A MOTHER of five has won an extra €2 million in a shock divorce ruling that could force ex-partners to pay their former spouses additional monies if their wealth increases after they split up.
The High Court judgment means financial settlements in divorce cases can be re-negotiated at any time and also means ex-partners are liable for maintenance even after they die.
Last night, legal experts said the ruling creates a new precedent in Irish divorce law, obliging ex-partners to support their former spouses for life, making full and final agreements impossible.
“In the past it was suggested that the opportunity for further provision in a divorce settlement ended with the granting of the decree of divorce,” said family law expert and solicitor Geoffrey Shannon. “This case suggests that this might not necessarily be the position. This means parties in divorce cases can effectively get another bite of the cherry after their divorce and it will send shivers down the spine of those who think their settlements are final.”

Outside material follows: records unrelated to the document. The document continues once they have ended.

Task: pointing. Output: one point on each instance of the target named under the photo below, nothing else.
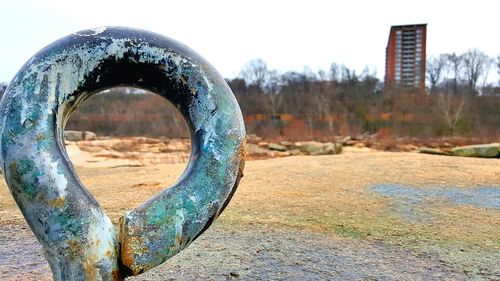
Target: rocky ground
(359, 215)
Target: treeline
(459, 101)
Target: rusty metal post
(78, 239)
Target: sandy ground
(361, 215)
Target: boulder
(277, 147)
(253, 139)
(491, 150)
(254, 151)
(434, 151)
(318, 148)
(288, 144)
(263, 144)
(79, 135)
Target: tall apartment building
(405, 56)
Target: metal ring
(79, 240)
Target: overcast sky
(289, 35)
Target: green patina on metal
(79, 240)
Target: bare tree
(272, 87)
(435, 69)
(476, 64)
(451, 108)
(453, 67)
(498, 68)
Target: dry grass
(331, 195)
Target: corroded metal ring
(79, 240)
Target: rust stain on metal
(85, 245)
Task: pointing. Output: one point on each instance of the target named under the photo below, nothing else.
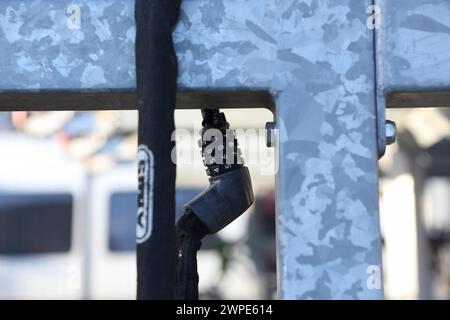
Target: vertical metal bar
(329, 244)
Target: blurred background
(68, 204)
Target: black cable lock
(229, 195)
(156, 73)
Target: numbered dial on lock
(220, 149)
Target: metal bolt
(270, 134)
(391, 132)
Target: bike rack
(320, 66)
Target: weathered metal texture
(413, 46)
(315, 57)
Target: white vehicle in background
(66, 234)
(41, 220)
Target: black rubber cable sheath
(156, 74)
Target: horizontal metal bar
(127, 100)
(419, 99)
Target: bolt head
(391, 132)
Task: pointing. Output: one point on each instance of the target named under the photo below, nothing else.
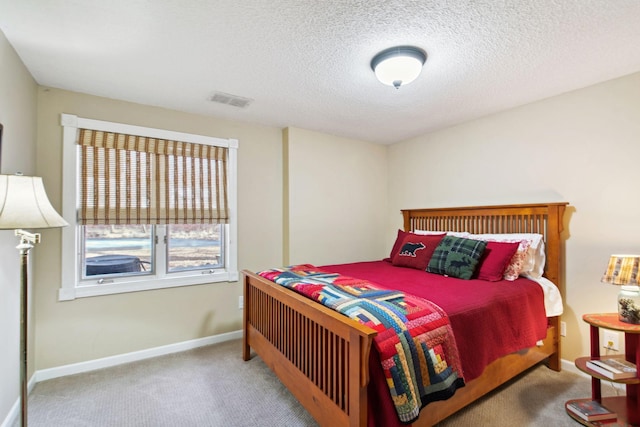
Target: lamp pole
(27, 240)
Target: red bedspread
(489, 319)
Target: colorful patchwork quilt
(415, 341)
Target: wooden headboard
(545, 219)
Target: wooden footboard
(322, 357)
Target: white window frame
(73, 286)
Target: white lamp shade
(24, 204)
(398, 66)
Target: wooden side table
(626, 407)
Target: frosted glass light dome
(398, 66)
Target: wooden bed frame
(322, 357)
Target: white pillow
(533, 266)
(448, 233)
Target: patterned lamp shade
(623, 270)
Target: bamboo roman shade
(128, 179)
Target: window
(148, 208)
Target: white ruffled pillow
(528, 260)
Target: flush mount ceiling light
(399, 65)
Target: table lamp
(24, 204)
(623, 270)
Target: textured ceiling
(305, 63)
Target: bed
(324, 358)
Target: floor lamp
(24, 204)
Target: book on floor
(613, 368)
(590, 410)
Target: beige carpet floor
(213, 386)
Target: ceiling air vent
(228, 99)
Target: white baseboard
(92, 365)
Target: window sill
(92, 290)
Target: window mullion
(161, 250)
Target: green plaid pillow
(456, 257)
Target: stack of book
(614, 369)
(590, 410)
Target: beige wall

The case centres on a pair, who cannot be named for legal reasons, who married in 1979, had five children and divorced in 2000. At the time of their divorce, the court ordered the businessman husband to pay £48,500 a year to his wife and children. The settlement was based on his wealth at the time of the divorce but after the split he sold his business and became richer. The High Court ruled the man must pay his wife a one-off lump sum of €2m to reflect this increase.
Previously, parties in marriage breakdowns could come to a financial settlement at the first stage of splitting up — the decree of judicial separation — or the final step called a decree of divorce. The agreement made at the time of a decree of divorce was thought to be final but the High Court has now said settlements can be re-negotiated as ex-partners have an obligation to support their spouses for life.
Mr Shannon, whose book on 10 years of Irish divorce law comes out this year, said the ruling would benefit ex-wives struggling to support their families. “What you are looking at is divorce Irish-style and it's different from the reality in other jurisdictions because we have a life-long spousal support obligation,” said Mr Shannon.